Como pueden imaginar, cuando se apretaban unos contra otros, sentían las espinas de cada uno; y el dolor obligaba a los puercoespines a alejarse de sus congéneres de nuevo. Pero, inmediatamente, volvía el frío y la necesidad de calor los obligaba a juntarse de nuevo.
Y así, sucesivamente, se repetía la desdicha de las espinas, de modo que los erizos se movían de acá para allá entre dos males, hasta que por fin encontraron una distancia moderada en la que tanto el dolor de las púas como el frío intenso resultaban soportables.
Incapaces de renunciar a nuestras espinas, interpreta R. Bodei, quizá porque, sin nuestras espinas, los hombres nos sentimos más vulnerables, así también, estamos condenados a la posición intermedia propia de los erizos, a la “tierra de frontera entre la soledad y la comunidad”.

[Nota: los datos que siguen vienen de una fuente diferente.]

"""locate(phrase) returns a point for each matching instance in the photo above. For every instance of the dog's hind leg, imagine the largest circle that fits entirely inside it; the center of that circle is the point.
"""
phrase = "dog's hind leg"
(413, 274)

Condenados a vivir sobre míseros compromisos entre el frío de la lejanía y el dolor de la aceptación del otro; entre la espada de la muerte por congelación y la pared de la guerra de todos contra todos: así, los hombres quedamos en la tierra de nadie de una soportable infelicidad o de una felicidad ficticia.
En fin, el propio Schopenhauer termina:“’Ni amar ni odiar’ contiene la mitad de la sabiduría; ‘no decir nada y no creer en nada’ contiene la otra mitad. Desde luego, a un mundo que hace necesarias tales reglas, se le da la espalda con gusto”.
Se refiera ese “mundo”, añadimos nosotros, a las relaciones personales, al entorno laboral, al marco electoral, al Estado Español o a la Unión Europea. A cualquier entorno que no merezca la pena.